Background: Short-term follow-up of COVID-19 patients reveals pulmonary dysfunction, myocardial damage and severe psychological distress. Little is known of the burden of these sequelae, and there are no clear recommendations for follow-up of COVID-19 patients. In this multi-disciplinary evaluation, cardiopulmonary function and psychological impairment after hospitalization for COVID-19 are mapped. Methods: We evaluated patients at our outpatient clinic 6 weeks after discharge. Cardiopulmonary function was measured by echocardiography, 24-hours ECG monitoring and pulmonary function testing. Psychological adjustment was measured using questionnaires and semi-structured clinical interviews. A comparison was made between patients admitted to the general ward and Intensive care unit (ICU), and between patients with a high versus low functional status. Findings: Eighty-one patients were included of whom 34 (41%) had been admitted to the ICU. New York Heart Association class II-III was present in 62% of the patients. Left ventricular function was normal in 78% of patients.
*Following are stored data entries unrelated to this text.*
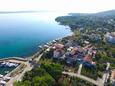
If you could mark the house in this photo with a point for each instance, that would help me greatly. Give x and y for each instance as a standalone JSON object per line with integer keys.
{"x": 113, "y": 77}
{"x": 58, "y": 50}
{"x": 110, "y": 37}
{"x": 88, "y": 61}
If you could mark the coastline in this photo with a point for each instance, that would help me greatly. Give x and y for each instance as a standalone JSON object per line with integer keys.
{"x": 36, "y": 53}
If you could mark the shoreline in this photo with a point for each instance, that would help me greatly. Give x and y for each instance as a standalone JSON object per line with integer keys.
{"x": 34, "y": 54}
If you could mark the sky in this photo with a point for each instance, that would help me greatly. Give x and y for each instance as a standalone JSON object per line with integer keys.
{"x": 80, "y": 6}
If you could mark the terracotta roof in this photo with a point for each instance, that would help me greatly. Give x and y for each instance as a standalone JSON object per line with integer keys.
{"x": 113, "y": 74}
{"x": 58, "y": 46}
{"x": 88, "y": 58}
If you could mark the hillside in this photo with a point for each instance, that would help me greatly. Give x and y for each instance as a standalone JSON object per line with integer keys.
{"x": 102, "y": 20}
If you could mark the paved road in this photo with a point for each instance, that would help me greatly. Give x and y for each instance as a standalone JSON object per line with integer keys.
{"x": 20, "y": 76}
{"x": 106, "y": 74}
{"x": 84, "y": 77}
{"x": 80, "y": 67}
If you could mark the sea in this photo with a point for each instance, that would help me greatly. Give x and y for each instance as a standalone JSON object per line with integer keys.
{"x": 22, "y": 33}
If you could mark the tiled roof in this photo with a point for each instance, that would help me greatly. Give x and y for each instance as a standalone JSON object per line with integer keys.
{"x": 88, "y": 58}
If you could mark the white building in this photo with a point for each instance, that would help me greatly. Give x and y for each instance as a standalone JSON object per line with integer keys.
{"x": 110, "y": 37}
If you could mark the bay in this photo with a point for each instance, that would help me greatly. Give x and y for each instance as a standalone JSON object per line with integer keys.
{"x": 22, "y": 33}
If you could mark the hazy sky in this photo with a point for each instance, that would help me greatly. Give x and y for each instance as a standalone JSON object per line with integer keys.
{"x": 57, "y": 5}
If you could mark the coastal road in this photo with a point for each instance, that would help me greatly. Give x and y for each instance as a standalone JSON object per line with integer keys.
{"x": 106, "y": 74}
{"x": 20, "y": 76}
{"x": 80, "y": 68}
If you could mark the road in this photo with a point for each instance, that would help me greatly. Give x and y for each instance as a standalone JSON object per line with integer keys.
{"x": 106, "y": 74}
{"x": 20, "y": 76}
{"x": 80, "y": 67}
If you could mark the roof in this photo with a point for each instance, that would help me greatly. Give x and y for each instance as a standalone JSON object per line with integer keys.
{"x": 58, "y": 46}
{"x": 113, "y": 74}
{"x": 88, "y": 58}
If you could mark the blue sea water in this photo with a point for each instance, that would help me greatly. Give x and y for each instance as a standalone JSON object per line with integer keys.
{"x": 22, "y": 33}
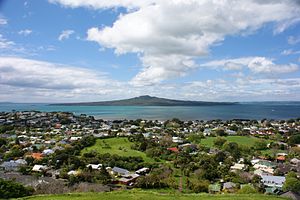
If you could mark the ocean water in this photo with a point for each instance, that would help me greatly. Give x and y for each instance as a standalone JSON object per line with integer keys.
{"x": 251, "y": 110}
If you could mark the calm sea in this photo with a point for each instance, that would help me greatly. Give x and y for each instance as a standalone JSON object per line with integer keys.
{"x": 257, "y": 110}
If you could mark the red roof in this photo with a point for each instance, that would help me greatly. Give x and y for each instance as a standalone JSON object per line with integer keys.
{"x": 282, "y": 158}
{"x": 174, "y": 149}
{"x": 37, "y": 156}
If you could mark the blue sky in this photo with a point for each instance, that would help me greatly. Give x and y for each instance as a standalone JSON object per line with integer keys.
{"x": 76, "y": 50}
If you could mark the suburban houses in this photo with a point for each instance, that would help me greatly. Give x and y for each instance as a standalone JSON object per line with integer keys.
{"x": 224, "y": 156}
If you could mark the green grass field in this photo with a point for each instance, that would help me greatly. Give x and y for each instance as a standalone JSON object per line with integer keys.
{"x": 119, "y": 146}
{"x": 150, "y": 195}
{"x": 241, "y": 140}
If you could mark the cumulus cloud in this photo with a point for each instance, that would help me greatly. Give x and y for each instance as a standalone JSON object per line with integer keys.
{"x": 289, "y": 52}
{"x": 96, "y": 4}
{"x": 33, "y": 80}
{"x": 3, "y": 21}
{"x": 65, "y": 34}
{"x": 255, "y": 64}
{"x": 27, "y": 80}
{"x": 185, "y": 30}
{"x": 5, "y": 43}
{"x": 292, "y": 40}
{"x": 25, "y": 32}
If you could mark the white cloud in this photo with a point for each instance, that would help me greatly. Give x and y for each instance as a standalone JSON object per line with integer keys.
{"x": 292, "y": 40}
{"x": 184, "y": 30}
{"x": 289, "y": 52}
{"x": 31, "y": 80}
{"x": 255, "y": 64}
{"x": 27, "y": 80}
{"x": 96, "y": 4}
{"x": 25, "y": 32}
{"x": 264, "y": 65}
{"x": 65, "y": 34}
{"x": 5, "y": 43}
{"x": 3, "y": 21}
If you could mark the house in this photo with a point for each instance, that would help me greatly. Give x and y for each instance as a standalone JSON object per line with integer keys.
{"x": 94, "y": 166}
{"x": 120, "y": 171}
{"x": 37, "y": 156}
{"x": 128, "y": 179}
{"x": 291, "y": 195}
{"x": 173, "y": 149}
{"x": 295, "y": 161}
{"x": 142, "y": 171}
{"x": 238, "y": 166}
{"x": 229, "y": 186}
{"x": 214, "y": 188}
{"x": 11, "y": 166}
{"x": 280, "y": 159}
{"x": 48, "y": 152}
{"x": 265, "y": 166}
{"x": 273, "y": 190}
{"x": 73, "y": 173}
{"x": 39, "y": 168}
{"x": 260, "y": 172}
{"x": 273, "y": 181}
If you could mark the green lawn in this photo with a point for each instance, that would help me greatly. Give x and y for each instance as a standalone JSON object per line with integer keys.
{"x": 241, "y": 140}
{"x": 119, "y": 146}
{"x": 150, "y": 195}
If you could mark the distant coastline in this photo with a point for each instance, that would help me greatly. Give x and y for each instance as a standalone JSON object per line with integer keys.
{"x": 147, "y": 101}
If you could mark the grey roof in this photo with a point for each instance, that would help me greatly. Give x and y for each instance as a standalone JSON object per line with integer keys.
{"x": 120, "y": 170}
{"x": 291, "y": 195}
{"x": 273, "y": 180}
{"x": 229, "y": 185}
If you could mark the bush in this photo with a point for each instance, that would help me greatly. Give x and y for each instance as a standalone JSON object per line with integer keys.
{"x": 247, "y": 189}
{"x": 11, "y": 189}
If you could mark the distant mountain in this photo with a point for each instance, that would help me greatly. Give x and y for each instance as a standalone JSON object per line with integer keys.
{"x": 147, "y": 101}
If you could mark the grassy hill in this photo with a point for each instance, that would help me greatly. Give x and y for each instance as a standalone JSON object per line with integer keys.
{"x": 119, "y": 146}
{"x": 241, "y": 140}
{"x": 150, "y": 195}
{"x": 147, "y": 101}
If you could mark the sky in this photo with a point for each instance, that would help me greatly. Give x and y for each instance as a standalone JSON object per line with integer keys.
{"x": 95, "y": 50}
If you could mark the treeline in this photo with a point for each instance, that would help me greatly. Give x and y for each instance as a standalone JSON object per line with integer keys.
{"x": 11, "y": 189}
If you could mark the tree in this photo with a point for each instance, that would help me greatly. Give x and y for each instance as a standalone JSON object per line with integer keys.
{"x": 199, "y": 186}
{"x": 11, "y": 189}
{"x": 233, "y": 149}
{"x": 292, "y": 183}
{"x": 221, "y": 132}
{"x": 196, "y": 138}
{"x": 294, "y": 139}
{"x": 219, "y": 142}
{"x": 104, "y": 176}
{"x": 247, "y": 189}
{"x": 260, "y": 145}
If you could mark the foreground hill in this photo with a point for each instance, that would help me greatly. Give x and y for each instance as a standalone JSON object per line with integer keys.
{"x": 147, "y": 195}
{"x": 147, "y": 101}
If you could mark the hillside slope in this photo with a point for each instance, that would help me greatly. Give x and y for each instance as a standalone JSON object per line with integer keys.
{"x": 148, "y": 195}
{"x": 147, "y": 101}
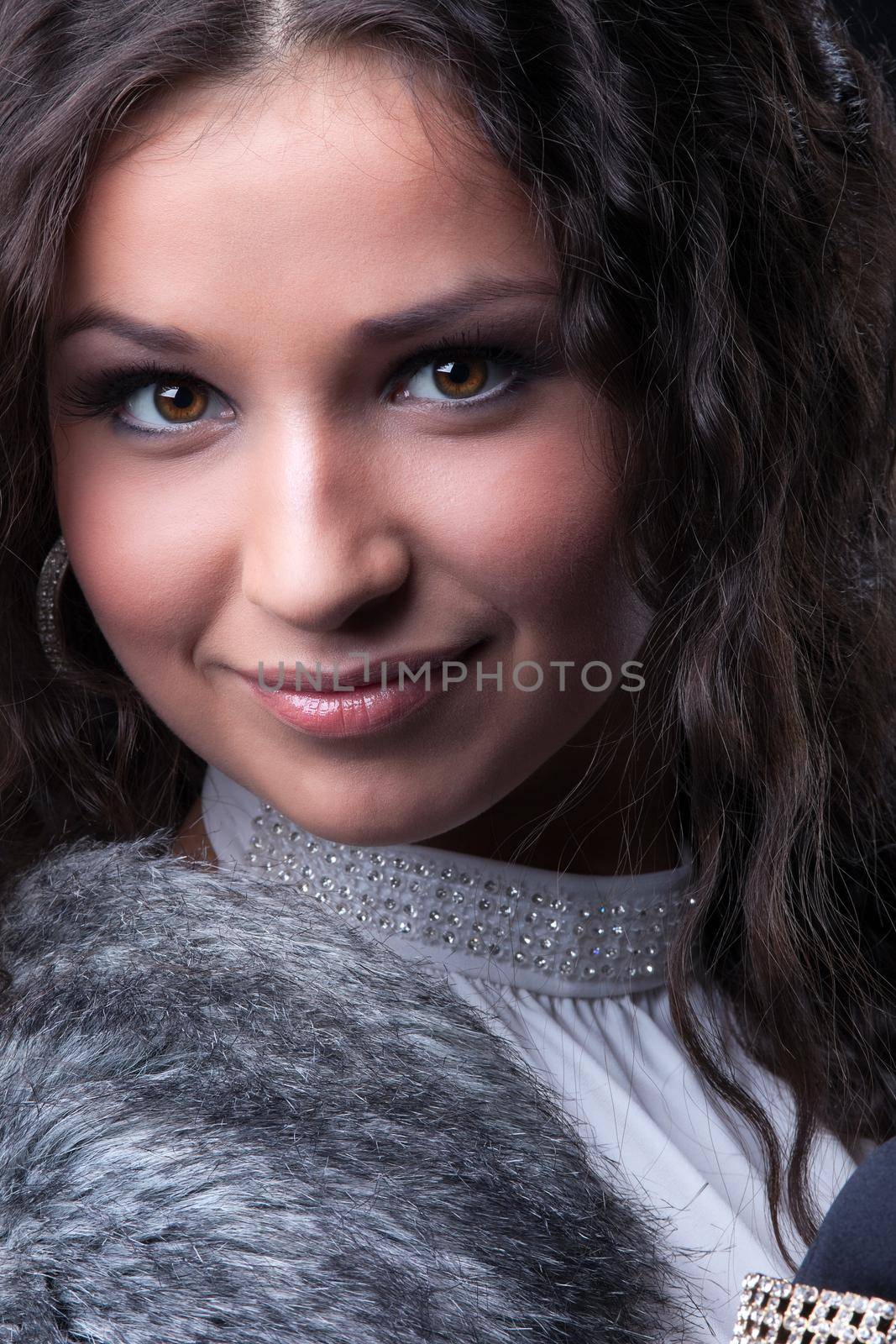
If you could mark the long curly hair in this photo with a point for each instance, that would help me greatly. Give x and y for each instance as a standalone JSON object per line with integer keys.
{"x": 719, "y": 185}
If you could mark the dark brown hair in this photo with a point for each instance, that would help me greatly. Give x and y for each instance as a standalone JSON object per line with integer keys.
{"x": 719, "y": 181}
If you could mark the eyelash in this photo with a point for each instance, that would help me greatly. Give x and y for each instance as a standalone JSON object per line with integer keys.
{"x": 102, "y": 394}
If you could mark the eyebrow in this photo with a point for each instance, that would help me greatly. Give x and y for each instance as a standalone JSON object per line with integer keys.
{"x": 473, "y": 293}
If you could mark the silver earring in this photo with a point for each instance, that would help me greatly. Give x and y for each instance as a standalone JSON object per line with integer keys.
{"x": 49, "y": 616}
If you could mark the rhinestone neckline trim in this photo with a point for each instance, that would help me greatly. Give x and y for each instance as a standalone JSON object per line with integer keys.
{"x": 540, "y": 931}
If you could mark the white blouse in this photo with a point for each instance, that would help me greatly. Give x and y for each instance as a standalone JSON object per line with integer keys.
{"x": 569, "y": 971}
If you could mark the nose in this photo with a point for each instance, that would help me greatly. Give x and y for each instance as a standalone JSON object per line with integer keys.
{"x": 320, "y": 539}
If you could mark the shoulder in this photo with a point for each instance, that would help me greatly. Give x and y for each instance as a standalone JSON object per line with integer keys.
{"x": 242, "y": 1099}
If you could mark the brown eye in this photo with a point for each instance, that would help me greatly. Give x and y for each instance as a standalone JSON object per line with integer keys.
{"x": 463, "y": 375}
{"x": 181, "y": 402}
{"x": 461, "y": 378}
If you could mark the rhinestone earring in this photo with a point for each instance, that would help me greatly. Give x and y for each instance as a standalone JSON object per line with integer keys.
{"x": 49, "y": 617}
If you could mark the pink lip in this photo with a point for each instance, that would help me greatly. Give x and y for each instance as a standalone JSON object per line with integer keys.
{"x": 347, "y": 714}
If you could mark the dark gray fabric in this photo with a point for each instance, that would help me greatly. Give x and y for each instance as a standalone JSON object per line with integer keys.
{"x": 855, "y": 1250}
{"x": 228, "y": 1116}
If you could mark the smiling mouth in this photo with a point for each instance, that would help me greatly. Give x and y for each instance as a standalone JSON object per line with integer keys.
{"x": 365, "y": 707}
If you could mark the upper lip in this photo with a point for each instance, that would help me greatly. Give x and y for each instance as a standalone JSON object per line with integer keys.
{"x": 352, "y": 674}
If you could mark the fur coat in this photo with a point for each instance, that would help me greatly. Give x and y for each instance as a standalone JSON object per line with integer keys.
{"x": 228, "y": 1117}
ICU patients had a lower diffusion capacity (mean difference 12,5% P = 0.01), lower forced expiratory volume in one second and forced vital capacity (mean difference 14.9%; P<0.001; 15.4%; P<0.001; respectively). Risk of depression, anxiety and PTSD were 17%, 5% and 10% respectively and similar for both ICU and non-ICU patients. Interpretation: Overall, most patients suffered from functional limitations. Dyspnea on exertion was most frequently reported, possibly related to decreased DLCOc. This could be caused by pulmonary fibrosis, which should be investigated in long-term follow-up. In addition, mechanical ventilation, deconditioning, or pulmonary embolism may play an important role.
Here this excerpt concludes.